To that end, Bachtel told Space News that his company has spun off a
smaller group called Power Innovations to harness inventive and
entrepreneurial ideas.

Bachtel said the approach is to tap the firm's 3,000 to 4,000
engineers and bring ideas into the smaller group to spin off
innovative technologies.

"We have to recognize that a venture might have a good business case,
but may not go somewhere. But I might be able to combine it with a
couple of other thoughts and come up with something different.
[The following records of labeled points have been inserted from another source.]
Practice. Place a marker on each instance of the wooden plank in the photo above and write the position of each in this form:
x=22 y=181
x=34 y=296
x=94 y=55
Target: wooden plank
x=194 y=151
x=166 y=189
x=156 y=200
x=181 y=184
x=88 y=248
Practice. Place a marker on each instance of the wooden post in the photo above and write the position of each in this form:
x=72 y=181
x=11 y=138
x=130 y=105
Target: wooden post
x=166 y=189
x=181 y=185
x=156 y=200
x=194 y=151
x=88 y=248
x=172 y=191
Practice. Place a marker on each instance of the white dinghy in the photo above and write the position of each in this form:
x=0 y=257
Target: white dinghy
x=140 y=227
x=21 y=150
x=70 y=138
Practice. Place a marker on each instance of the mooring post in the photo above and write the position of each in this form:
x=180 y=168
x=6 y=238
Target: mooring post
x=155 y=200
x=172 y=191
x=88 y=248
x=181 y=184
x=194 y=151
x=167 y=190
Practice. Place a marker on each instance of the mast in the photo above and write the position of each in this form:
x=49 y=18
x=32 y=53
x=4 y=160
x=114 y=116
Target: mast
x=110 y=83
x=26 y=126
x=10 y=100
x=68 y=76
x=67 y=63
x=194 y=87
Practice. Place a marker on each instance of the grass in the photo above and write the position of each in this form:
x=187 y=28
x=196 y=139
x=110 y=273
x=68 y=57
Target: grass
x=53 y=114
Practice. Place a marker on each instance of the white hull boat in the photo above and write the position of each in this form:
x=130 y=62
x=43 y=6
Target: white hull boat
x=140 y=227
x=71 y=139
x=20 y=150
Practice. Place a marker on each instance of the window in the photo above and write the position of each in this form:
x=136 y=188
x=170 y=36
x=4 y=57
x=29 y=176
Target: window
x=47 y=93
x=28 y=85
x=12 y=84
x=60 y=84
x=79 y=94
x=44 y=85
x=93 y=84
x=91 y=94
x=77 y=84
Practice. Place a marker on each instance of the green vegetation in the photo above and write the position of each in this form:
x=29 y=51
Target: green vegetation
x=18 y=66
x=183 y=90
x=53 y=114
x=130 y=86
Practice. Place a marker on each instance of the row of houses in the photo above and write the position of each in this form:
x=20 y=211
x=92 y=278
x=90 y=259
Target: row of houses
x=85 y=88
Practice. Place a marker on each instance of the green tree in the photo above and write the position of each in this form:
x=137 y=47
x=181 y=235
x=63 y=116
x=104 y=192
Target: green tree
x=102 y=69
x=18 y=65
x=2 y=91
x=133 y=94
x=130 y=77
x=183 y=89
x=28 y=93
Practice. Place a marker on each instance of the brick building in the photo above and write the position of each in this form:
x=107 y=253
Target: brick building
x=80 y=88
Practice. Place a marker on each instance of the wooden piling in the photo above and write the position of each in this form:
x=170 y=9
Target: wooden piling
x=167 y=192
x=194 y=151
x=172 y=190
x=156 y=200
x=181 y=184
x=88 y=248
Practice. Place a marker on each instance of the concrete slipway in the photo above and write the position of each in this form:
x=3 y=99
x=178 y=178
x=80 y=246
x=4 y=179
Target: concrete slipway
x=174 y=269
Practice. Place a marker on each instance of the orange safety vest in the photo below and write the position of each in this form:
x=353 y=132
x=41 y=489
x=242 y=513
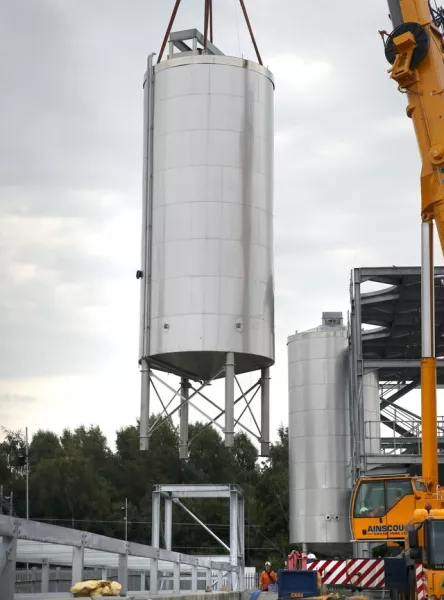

That's
usually how a lot of the breakthrough or disruptive types of things
are," Bachtel suggested.

Band of brothers

Prior to taking his NASA administrator post, Mike Griffin was the
former deputy for technology of the Strategic Defense Initiative
Organization and a leader in getting the DC-X program started.

Calling those who built and tested the DC-X a "band of brothers,"
Griffin said: "It is people that make the hard work of aerospace
engineering indistinguishable from magic," he told meeting attendees.

"Today a small private team can accomplish suborbital human
spaceflight, a feat that once took the resources of a government to
achieve," Griffin said. "I'm personally convinced that manned orbital
flight is within reach — just barely — of private enterprise today."

Griffin said the United States has not followed up the DC-X with the
kinds of technology investments that could revolutionize space
transportation. "We need better propulsion, better materials...we need
more investment into the technology of operations, which is at least
half the cost," Griffin said. "We need to create new paradigms in
thinking of how we operate, just the way DC-X did. That doesn't come
for free. And right now, policy makers don't seem to be willing to
allocate that kind of money," Griffin said.

Gary Payton, deputy undersecretary of the Air Force for space
programs, drew lines between the work 15 years ago on DC-X and today's
quest for Operationally Responsive Space.

Payton, a former shuttle astronaut, also worked in the Strategic
Defense Initiative Organization as well as served as NASA's deputy
associate administrator for space transportation technology where he
initiated, planned and led the Reusable Launch Vehicle technology
demonstration program, which included the DC-XA flight test project.

"The military needs short notice, quick response, easy changes to the
launch vehicle's ascent guidance," Payton said, in order to
reconstitute lost space assets. "Sounds like it fits some of things we
were doing in DC-X."

Work started on DC-X in the early 1990s "is coming home to us through
a variety of systems that could play a big role in our Operationally
Responsive Space program," Payton said.